Birçok Televizyon dizileride, proğramlarıda bu mesleği adeta küçülterek hedef gösterirler.. Topluma zerre kadar faydası olmayan bu sanatçı müsveddeleri malesef bir çok senaryoda, TV proğramlarında hep olumsuzluktan giderek bu mesleği hedef gösterirler... Bir kerede olumlu bir haber yapın.. bir kerede doğum ile ölüm arasındaki geçen sürede en acı anınızda size dokunan şifa veren eli anlatın.. hiçmi acınızı dindirmediler? hiçmi derdinize derman olmadılar?

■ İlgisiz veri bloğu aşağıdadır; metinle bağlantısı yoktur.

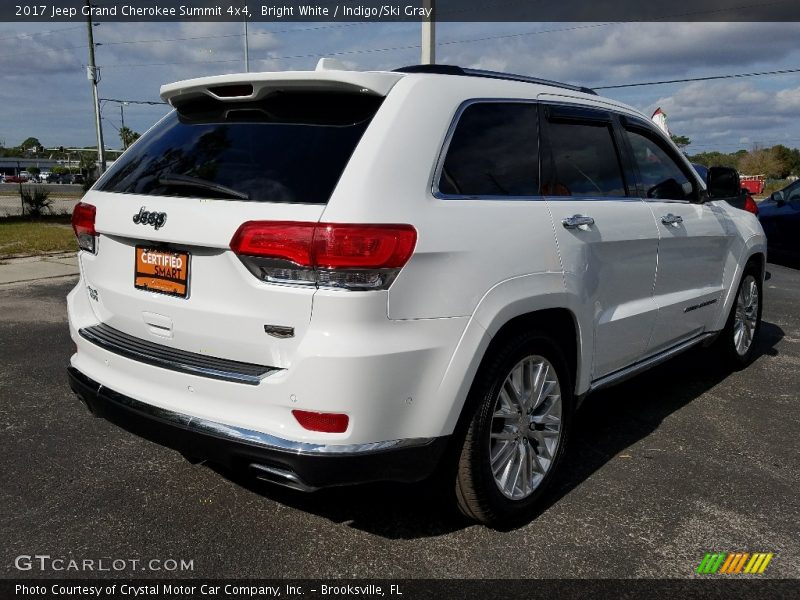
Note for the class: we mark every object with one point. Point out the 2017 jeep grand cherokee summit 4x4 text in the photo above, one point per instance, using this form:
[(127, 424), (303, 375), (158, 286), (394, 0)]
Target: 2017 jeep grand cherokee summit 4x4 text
[(333, 277)]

Ölüm Allah’ın emri diyoruz. Emir Allah’tan geldikten sonra Azrail’in elinden can almak kimin haddine. Sonuçta Doktorda insan.. oda hasta oluyor, oda ölüyor, maalesef bazende sırf bu mesleği seçtiği içinde öldürülüyor..

Pandemide bütün dünya sağlığın değerini en iyi şekilde anlayıp, buna göre yatırımlar yaparken, Güzelim ülkemdede verilmeyip fakat çok büyük paralar verilmiş gibi kamuoyunun önüne koyuyorlar. Biran önce Sağlık Bakanlığının bu konuda adım atması, gerçeğe dayalı, yanıltıcı olmayan ve geneli kapsayan bir düzenleme yapması elzem olmuştur. 22 Aralık’ta yapılacak olan Meclis görüşmelerinde hem hekime, hemde sağlıktaki diğer meslek gruplarına hakkı olan gerçek manada verilmelidir. Yapılmayan, verilmeyen paralar için toplumun önüne atılmamalıdır. Pandeminin kahramanlarına hakkını teslim etmede geç bile kalınmıştır.

Sağlık bir ekip işidir, doktorlarımızda bu ekibin mihenk taşıdır. İçerisinde birçok meslek grubunu barındıran bu ekibi birbirinden ayırmak mümkün değildir. Son dönemlerde bu ekibin içine fitne sokmaya, çalışma barışını bozmaya çalışanların sayısı giderek arttı. Eminimki, ne hayatları boyunca hümanist yaşayan doktorlarımız buna fırsat verecektir, nede diğer meslek gruplarımız buna fırsat verecektir. Bütün bu yaşadıklarımızı her zamankinden daha fazla birliğe, bütünlüğe, diri olmamıza, birbirimizi daha iyi anlamamıza vesile olmasını şanı yüce olan Rabbimden niyaz ediyorum. Allah’a emanet olun.